A newly opened convenience store at a public funeral parlor in Keelung is the first of its kind in the city, offering a variety of products that one does not usually find in convenience stores and where standard greetings and farewells are taboo.
Well-stocked with food, household goods and other everyday items, the store at the Keelung Mortuary Services Office looks just like any normal convenience store, the Chinese-language United Daily News reported on Sunday.
“We have everything a convenience store would have, just on a smaller scale,” the proprietor, surnamed Kuo (郭), was quoted as saying.
There is a whole shelf stocked with all sorts of paper offerings — commonly burned in funerals to provide for the deceased in the afterlife — from traditional religious offerings to more unconventional items, such as iPhones, sports cars and heavy-duty motorcycles, she said.
To pay their last respects, bereaved families usually burn papier-mache of items that deceased family members enjoyed or did not possess in life, Kuo said.
Cellphones are the most popular paper replicas, as many grieving families assume that the departed would like to stay “plugged in” in the next world, she said.
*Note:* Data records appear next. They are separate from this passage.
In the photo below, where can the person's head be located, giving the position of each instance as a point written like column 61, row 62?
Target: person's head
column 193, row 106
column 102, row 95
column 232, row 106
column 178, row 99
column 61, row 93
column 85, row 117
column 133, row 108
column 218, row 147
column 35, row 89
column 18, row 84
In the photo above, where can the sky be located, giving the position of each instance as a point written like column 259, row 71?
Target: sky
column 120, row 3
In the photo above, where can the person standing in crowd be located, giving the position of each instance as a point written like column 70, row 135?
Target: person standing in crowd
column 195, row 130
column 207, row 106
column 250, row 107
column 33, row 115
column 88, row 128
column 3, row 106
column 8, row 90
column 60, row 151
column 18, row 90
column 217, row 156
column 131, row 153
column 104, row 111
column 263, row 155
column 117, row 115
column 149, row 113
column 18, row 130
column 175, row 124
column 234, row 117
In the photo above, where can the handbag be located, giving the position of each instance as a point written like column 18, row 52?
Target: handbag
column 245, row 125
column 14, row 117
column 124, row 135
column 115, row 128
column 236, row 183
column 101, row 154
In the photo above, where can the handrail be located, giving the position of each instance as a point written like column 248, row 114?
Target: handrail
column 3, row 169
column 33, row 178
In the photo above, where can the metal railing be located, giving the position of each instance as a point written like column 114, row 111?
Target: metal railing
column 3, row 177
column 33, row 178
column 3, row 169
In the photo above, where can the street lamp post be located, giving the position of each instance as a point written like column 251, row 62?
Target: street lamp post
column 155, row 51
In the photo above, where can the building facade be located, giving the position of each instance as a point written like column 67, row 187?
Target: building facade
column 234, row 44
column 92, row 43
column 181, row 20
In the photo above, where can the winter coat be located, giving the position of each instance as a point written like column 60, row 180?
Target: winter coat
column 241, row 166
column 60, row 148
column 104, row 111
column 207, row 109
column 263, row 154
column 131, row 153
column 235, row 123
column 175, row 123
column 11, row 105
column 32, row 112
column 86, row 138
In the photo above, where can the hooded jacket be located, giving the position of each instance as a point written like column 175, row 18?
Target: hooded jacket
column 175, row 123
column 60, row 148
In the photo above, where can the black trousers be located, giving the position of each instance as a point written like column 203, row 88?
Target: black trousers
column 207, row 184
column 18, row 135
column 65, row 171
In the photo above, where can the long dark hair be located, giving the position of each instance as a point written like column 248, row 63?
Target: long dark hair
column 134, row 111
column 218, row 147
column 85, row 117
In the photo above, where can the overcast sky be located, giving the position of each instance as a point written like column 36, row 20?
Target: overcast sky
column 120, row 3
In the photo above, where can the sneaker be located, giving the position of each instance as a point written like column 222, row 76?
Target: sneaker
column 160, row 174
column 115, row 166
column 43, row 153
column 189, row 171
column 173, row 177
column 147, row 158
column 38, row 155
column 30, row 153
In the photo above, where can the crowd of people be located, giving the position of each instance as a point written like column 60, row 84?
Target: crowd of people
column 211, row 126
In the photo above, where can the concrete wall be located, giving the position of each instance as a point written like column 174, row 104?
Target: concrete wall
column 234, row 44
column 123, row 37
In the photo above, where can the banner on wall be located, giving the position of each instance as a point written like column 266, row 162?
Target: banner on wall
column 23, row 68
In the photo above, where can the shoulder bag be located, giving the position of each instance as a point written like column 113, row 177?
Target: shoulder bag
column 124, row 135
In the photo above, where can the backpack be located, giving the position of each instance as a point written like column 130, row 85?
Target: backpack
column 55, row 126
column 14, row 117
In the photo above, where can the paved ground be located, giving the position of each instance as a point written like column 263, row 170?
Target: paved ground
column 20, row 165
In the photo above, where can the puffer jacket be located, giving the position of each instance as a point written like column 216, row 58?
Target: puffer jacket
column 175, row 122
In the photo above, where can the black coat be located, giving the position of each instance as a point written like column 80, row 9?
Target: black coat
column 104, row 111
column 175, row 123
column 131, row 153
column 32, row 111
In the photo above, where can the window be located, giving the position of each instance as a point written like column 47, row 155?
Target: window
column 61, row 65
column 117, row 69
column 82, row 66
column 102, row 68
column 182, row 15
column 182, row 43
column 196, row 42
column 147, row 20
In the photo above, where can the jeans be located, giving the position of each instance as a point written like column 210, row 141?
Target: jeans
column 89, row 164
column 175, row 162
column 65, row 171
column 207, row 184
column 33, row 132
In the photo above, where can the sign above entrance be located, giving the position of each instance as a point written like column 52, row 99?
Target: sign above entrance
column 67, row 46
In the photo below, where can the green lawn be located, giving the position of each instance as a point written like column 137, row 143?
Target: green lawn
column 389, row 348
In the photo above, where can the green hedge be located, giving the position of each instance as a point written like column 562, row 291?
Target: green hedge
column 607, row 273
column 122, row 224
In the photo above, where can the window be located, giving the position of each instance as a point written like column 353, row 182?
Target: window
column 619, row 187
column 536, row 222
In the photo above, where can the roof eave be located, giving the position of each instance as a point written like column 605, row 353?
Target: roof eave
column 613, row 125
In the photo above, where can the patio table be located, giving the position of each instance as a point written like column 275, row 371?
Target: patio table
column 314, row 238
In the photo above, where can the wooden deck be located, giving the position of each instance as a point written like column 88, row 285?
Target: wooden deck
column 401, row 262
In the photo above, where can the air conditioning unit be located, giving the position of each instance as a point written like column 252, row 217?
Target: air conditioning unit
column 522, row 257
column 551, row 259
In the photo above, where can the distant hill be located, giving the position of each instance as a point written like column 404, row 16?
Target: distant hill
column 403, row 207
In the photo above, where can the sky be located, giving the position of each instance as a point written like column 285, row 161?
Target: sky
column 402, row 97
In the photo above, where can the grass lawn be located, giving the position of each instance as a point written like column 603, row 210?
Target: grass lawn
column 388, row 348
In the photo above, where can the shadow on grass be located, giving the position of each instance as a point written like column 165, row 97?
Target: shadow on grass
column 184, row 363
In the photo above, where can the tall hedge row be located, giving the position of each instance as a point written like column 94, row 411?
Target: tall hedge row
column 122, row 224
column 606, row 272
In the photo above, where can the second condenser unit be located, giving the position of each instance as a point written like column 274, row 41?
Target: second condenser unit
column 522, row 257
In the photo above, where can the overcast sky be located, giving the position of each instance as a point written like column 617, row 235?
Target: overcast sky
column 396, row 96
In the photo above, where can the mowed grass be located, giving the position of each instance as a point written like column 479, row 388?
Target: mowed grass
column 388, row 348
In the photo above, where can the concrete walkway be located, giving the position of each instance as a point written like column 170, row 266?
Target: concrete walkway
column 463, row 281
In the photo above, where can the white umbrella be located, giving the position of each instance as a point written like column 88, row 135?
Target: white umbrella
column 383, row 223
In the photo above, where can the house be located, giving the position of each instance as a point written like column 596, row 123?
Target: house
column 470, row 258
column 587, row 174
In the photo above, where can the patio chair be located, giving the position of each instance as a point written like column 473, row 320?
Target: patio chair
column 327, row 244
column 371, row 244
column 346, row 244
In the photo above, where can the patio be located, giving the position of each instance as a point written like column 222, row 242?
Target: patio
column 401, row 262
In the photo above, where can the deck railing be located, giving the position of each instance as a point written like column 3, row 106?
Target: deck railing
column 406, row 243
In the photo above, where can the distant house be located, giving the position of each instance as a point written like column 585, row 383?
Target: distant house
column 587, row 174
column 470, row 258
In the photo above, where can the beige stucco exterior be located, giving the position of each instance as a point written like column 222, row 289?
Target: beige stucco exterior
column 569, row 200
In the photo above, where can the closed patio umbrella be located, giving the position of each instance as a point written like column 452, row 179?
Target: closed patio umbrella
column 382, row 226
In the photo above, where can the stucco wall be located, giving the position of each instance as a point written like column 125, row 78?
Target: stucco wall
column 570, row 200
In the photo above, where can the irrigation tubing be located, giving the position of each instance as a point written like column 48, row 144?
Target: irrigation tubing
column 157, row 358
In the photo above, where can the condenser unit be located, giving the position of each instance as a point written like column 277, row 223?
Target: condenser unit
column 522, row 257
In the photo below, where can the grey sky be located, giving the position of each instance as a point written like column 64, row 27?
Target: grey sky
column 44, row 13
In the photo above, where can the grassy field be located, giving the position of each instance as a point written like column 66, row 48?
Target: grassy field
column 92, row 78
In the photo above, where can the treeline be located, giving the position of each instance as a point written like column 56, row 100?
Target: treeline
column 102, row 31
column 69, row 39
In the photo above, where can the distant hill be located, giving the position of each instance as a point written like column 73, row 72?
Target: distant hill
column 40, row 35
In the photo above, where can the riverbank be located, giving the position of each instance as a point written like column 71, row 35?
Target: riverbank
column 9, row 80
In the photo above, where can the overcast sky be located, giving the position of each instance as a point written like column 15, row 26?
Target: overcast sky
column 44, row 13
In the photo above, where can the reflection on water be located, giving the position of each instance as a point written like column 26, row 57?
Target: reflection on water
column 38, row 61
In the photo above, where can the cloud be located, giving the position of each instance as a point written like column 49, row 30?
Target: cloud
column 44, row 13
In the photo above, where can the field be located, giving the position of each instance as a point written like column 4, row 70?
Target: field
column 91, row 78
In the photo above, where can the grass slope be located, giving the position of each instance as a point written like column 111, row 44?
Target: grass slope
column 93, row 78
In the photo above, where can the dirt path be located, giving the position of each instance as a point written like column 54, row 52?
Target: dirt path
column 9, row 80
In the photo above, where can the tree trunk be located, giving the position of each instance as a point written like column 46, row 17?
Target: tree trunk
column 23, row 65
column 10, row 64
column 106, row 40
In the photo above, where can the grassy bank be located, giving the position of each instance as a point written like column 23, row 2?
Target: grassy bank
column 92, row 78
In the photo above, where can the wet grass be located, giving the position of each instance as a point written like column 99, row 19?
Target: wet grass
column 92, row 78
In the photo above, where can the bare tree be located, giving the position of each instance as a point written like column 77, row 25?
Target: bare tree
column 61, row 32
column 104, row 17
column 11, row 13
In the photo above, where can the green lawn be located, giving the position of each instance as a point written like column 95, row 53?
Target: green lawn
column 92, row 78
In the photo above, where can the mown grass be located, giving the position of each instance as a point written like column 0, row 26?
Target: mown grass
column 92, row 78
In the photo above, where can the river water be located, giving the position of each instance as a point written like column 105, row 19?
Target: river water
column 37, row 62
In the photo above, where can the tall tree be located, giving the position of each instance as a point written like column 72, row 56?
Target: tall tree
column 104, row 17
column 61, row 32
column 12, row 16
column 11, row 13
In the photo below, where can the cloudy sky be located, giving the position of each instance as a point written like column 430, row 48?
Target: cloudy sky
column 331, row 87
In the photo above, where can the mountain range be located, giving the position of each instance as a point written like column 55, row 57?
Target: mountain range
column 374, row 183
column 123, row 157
If the deceased was elderly, family members usually buy a mahjong set or a villa as an offering, but if the person died at a young age, they might choose a sports car, she said.
Located near a graveyard, the store is open only during the day — unlike the usual 24/7 convenience stores, she said.
It is closed at night not because she is afraid of ghosts, “but because there is no business [at night],” she said.
The store is only open from 7am to 5pm because the funeral parlor closes at dusk.
Saying that many customers have asked her if she fears the patronage of “ghost customers,” Kuo said she does not think about it.
However, there is one taboo that Kuo observes: She does not welcome customers with the traditional greetings that other stores do, acknowledging their presence with a cordial nod, as she does not want to disturb them during their time of grief.
Neither does she tell them to come again, as she does not wish them to revisit the shop and the funeral parlor, she said.
The summer’s scorching heat has driven up demand for cold drinks, she said, adding that the store has seats for people to cool off, read a newspaper or watch television.
A customer said he had bought a large stack of ghost money, a paper cellphone and paper clothing, adding that it is very helpful to have a convenience store at the funeral parlor, the report said.